Elaine Ann Ostrander is an American geneticist at the National Human Genome Research Institute (NHGRI) of the National Institutes of Health (NIH) in Bethesda, Maryland. She holds a number of professional academic appointments, currently serving as Distinguished and Senior Investigator and head of the NHGRI Section of Comparative Genomics; and Chief of the Cancer Genetics and Comparative Genomics Branch. She is known for her research on prostate cancer susceptibility in humans and for conducting genetic investigations with the Canis familiaris —the domestic dog— model, which she has used to study disease susceptibility and frequency and other aspects of natural variation across mammals. In 2007, her laboratory showed that much of the variation in body size of domestic dogs is due to sequence changes in a single gene encoding a growth-promoting protein.

==Early life==
Ostrander was born in Syracuse, New York in 1958. Her father was a librarian and her mother was a school administrator. The family lived in New York, New Jersey, Nebraska, and then Washington. She has a sister and a brother, marine biologist Gary Ostrander. She attended high school at Eisenhower High School (Yakima, Washington).

==Education==
Ostrander received her Bachelor of Science degree from the University of Washington in Seattle. In 1987, she was awarded a Ph.D. from the Oregon Health Sciences University (now known as the Oregon Health & Science University) in Portland. She completed post-doctoral training in molecular biology at Harvard. From 1991–1993, she was a staff scientist in the Genetics and Human Genome Project at Lawrence Berkeley National Laboratory in Berkeley, California. At Berkeley, she worked in the laboratory of Jasper Rine, where the dog genome project originated.

==Career==
Ostrander did her postdoctoral training at Harvard University in Cambridge, Massachusetts. She then went to the University of California, Berkeley, and the Lawrence Berkeley National Labs. There, she began the canine genome project and, with collaborators, built the canine linkage and radiation hybrid maps. She also wrote the white paper arguing for the genome sequencing of the domestic dog. Ostrander also held academic appointments at the Fred Hutchinson Cancer Research Center in Seattle, Washington and the University of Washington for 12 years, where she rose to the rank of Member in the Human Biology and Clinical Research Divisions and head of the Genetics Program.

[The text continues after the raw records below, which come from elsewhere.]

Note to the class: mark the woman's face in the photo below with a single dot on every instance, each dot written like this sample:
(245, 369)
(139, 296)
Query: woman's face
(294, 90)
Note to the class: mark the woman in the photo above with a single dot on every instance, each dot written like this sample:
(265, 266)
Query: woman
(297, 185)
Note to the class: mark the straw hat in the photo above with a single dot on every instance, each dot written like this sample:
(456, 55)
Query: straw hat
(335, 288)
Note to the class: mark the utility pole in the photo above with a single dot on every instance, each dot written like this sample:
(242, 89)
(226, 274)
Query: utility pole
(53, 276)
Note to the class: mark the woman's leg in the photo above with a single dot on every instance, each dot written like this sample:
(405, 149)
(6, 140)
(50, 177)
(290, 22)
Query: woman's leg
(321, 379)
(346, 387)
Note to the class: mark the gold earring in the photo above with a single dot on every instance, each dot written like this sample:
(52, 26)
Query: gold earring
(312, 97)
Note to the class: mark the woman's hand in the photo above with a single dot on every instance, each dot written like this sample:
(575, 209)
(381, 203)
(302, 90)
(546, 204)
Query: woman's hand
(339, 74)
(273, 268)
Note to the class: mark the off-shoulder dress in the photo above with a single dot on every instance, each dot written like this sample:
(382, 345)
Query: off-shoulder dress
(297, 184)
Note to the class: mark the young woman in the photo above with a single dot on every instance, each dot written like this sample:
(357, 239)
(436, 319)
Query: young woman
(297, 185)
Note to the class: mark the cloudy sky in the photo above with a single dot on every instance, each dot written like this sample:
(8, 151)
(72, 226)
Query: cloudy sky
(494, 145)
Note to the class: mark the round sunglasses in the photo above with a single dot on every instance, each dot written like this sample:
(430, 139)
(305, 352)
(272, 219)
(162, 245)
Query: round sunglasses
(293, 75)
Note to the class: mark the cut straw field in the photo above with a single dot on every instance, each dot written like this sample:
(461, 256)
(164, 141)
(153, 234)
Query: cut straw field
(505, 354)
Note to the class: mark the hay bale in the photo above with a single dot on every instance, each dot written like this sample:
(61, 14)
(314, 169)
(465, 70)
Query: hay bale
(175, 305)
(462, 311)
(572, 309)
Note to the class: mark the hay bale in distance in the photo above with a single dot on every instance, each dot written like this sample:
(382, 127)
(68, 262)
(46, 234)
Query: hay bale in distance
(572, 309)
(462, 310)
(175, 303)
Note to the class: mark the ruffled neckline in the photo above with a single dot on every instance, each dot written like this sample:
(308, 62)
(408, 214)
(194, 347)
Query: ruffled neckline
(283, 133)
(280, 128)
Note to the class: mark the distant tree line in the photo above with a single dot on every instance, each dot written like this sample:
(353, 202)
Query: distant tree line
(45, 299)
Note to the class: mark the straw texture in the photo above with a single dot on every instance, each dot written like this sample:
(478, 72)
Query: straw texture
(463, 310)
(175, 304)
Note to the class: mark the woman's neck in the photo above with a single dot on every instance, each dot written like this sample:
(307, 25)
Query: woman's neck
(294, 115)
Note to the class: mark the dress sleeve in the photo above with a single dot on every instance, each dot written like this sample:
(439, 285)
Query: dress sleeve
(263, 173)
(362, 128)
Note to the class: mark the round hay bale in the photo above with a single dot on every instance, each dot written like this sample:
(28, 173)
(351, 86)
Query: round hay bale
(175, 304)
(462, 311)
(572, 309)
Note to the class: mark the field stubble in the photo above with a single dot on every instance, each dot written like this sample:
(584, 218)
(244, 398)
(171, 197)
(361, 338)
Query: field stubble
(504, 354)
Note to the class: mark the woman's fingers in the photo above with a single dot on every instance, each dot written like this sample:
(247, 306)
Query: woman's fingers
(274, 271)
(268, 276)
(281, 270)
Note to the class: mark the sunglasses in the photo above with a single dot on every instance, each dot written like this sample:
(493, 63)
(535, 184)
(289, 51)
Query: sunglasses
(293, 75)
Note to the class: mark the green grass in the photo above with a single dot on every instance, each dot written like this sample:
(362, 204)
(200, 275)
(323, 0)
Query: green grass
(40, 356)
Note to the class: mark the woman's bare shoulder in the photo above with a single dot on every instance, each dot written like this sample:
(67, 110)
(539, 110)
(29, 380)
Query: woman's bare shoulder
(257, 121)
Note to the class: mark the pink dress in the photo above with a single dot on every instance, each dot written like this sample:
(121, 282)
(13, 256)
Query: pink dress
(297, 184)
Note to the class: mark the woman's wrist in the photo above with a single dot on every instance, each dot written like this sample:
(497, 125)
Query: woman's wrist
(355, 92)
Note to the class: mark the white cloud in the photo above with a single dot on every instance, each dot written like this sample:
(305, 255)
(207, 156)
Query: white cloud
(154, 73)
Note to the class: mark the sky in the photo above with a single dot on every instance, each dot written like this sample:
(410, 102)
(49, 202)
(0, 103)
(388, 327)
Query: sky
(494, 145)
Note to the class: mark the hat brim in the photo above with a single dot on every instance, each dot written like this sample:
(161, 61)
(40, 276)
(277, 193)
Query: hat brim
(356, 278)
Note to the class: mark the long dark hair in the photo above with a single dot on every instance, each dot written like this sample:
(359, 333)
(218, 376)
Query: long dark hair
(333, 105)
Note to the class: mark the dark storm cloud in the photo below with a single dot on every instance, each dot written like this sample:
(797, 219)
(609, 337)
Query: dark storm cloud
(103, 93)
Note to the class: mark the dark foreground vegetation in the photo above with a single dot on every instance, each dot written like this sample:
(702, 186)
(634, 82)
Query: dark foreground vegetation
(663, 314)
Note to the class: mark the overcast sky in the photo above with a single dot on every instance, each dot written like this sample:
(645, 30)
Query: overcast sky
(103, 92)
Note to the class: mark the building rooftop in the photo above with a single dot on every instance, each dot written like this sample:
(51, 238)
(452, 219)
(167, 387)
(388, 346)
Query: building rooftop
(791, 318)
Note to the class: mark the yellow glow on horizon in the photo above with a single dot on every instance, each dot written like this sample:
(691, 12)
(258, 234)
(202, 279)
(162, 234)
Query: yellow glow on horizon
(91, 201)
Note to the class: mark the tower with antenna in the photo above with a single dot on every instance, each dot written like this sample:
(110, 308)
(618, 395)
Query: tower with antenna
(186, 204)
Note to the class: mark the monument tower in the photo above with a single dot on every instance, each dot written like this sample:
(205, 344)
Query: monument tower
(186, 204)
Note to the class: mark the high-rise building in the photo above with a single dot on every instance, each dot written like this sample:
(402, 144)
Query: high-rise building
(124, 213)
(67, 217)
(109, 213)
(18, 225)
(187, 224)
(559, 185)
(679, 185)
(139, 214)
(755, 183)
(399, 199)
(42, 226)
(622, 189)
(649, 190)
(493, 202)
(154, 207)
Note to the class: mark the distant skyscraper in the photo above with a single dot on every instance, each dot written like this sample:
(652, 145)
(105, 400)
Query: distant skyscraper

She came to the NIH in 2004. At NHGRI, she holds a number of professional academic appointments, serving as Distinguished Investigator, Senior Scientist and Head of the Section of Comparative Genetics, and Chief of the Cancer Genetics and Comparative Genomics Branch. She has been an NCI, DOD, DOE and NHGRI grant recipient.

Ostrander has served on the faculty of a number of leading biomedical research institutions, including the Fred Hutchinson Cancer Research Center in Seattle, Washington; the University of Washington in Seattle, and NHGRI in Bethesda, Maryland. She is also affiliated as a mentor in the human genetics pre-doctoral training program at The Johns Hopkins University School of Medicine in Baltimore. Her professional academic responsibilities continue to include a number of leadership roles in planning, research, peer review, and tenure and promotion efforts at a number of scientific institutions, including NHGRI; The Johns Hopkins University School of Medicine; and the Fred Hutchinson Cancer Research Center in Seattle, Washington. At the National and International level, her leadership roles include a seat on the Scientific Advisory Board of the Fanconi Anemia Research Fund, the American Society of Human Genetics Board of Directors and Program Committees, the American Genetic Association Council, the Faculty of 1000, and many others. In addition, she currently oversees admissions for the NIH-Oxford Cambridge Scholars Program.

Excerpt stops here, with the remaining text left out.